Windows command line doesn't do well with non-ascii characters.  See FAQ #10 and/or FAQ #18.  For the characters you mention, adding the -L (latin) option should help.

QuoteThis is a strange one. When I write into -Subject it is also copied in Keywords and if I write in -Subject and -keywords, I still have the Subject at the beginning of Keywords.

This is one of the same name tags I mentioned.  By default for Subject, exiftool is writing to the PDF:Subject (see PDF tags) and XMP:Subject (see XMP Dublin Core tags).  The trouble is that the two tags have completely different uses.  The former is a simple string.  I believe it's the description, though I haven't checked the specs.  The latter, on the other hand, is a list type tag which is the XMP version of keywords.

You can narrow down the tags written by using PDF:Subject or XMP:Subject to limit which tag is written.
"It didn't work" isn't helpful. What was the exact command used and the output.
Read FAQ #3 and use that cmd
Please use the Code button for exiftool output

Please include your OS/Exiftool version/filetype

Andy62

This solves the situations, super! But.... there is always a but in programming  :-\

I make the command lines in PHP because all my info is from a MySQL database. This causes problems between encoding types.

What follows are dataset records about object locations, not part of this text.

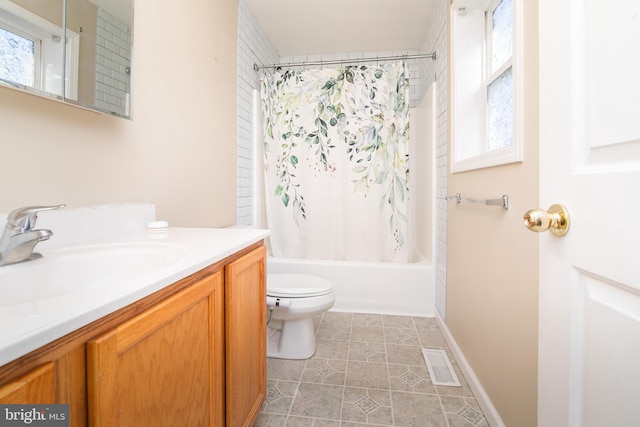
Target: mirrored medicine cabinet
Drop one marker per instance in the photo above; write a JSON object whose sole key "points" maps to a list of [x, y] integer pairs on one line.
{"points": [[75, 51]]}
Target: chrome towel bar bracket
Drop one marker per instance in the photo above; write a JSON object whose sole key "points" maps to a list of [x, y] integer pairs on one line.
{"points": [[502, 201]]}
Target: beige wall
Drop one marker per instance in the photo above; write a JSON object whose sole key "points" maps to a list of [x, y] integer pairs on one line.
{"points": [[492, 266], [178, 152]]}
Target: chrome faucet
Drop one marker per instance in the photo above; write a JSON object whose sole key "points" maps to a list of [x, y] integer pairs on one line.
{"points": [[19, 238]]}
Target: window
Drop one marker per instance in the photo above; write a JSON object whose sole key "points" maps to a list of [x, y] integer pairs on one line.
{"points": [[33, 55], [485, 84]]}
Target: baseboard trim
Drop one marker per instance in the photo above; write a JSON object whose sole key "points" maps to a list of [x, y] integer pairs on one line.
{"points": [[490, 412]]}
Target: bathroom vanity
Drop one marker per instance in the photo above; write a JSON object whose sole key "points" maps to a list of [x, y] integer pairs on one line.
{"points": [[190, 351]]}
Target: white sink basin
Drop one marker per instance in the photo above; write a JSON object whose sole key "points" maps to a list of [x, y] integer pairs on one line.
{"points": [[77, 269]]}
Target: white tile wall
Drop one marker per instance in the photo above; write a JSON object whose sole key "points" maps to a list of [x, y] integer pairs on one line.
{"points": [[436, 40], [254, 47], [113, 59]]}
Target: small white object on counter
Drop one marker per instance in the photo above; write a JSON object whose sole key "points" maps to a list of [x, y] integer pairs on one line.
{"points": [[45, 316]]}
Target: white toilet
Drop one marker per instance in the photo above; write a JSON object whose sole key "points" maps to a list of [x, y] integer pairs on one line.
{"points": [[293, 300]]}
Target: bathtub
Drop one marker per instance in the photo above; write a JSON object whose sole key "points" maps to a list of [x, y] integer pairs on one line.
{"points": [[366, 287]]}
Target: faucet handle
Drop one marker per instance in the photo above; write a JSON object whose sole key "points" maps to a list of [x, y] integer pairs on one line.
{"points": [[25, 218]]}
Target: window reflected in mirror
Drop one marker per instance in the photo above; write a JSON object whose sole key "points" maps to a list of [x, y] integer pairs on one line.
{"points": [[87, 64]]}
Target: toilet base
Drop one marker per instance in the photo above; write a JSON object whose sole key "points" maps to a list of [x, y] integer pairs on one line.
{"points": [[291, 339]]}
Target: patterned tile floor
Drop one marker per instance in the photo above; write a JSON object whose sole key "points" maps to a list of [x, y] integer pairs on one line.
{"points": [[368, 369]]}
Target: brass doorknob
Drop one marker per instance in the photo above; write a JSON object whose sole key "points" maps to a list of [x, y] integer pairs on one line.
{"points": [[556, 220]]}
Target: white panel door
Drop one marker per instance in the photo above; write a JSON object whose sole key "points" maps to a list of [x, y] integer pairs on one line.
{"points": [[589, 336]]}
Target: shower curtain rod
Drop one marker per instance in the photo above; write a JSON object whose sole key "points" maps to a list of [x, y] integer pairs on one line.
{"points": [[432, 55]]}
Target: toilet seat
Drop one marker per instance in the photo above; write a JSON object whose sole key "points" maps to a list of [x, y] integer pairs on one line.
{"points": [[297, 286]]}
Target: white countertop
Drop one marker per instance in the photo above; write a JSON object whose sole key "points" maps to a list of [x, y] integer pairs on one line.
{"points": [[29, 325]]}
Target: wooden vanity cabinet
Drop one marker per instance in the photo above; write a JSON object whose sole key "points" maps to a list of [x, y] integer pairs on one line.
{"points": [[37, 387], [246, 338], [163, 367], [192, 354]]}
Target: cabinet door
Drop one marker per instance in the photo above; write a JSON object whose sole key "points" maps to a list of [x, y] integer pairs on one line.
{"points": [[246, 340], [164, 367], [35, 387]]}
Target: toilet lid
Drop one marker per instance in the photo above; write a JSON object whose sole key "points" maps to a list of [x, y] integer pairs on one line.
{"points": [[296, 286]]}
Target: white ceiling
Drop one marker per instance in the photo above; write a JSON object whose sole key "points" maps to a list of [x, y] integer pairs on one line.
{"points": [[311, 27]]}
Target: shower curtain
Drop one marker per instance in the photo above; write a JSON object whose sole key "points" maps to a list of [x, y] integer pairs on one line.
{"points": [[336, 162]]}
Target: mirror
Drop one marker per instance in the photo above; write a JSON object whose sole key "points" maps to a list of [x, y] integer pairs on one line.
{"points": [[87, 64]]}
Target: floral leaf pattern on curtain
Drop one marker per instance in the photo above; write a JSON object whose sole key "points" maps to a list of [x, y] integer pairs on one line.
{"points": [[362, 111]]}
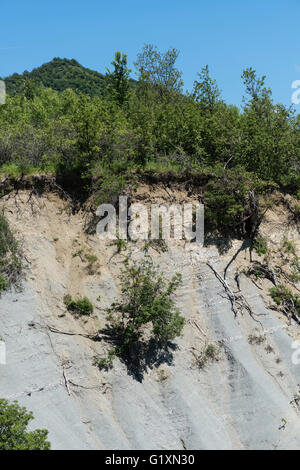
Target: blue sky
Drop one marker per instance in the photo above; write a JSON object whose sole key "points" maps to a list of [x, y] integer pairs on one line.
{"points": [[227, 35]]}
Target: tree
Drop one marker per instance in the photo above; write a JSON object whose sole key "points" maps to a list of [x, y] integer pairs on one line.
{"points": [[259, 97], [159, 68], [13, 434], [206, 91], [118, 79], [147, 298]]}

The -L works well if I enter the command line directly in the windows command line. But if I paste this command line in a .bat file and run it, It doesn't work. So the .bat file that I make is not in the proper encoding.

Still using -L, in php this fix it: $pdfScript = mb_convert_encoding($pdfScript, "CP850"); before saving the file in PHP. Finaly, it's a 2MB .bat file, works great!

Thank you for your help, much appreciated.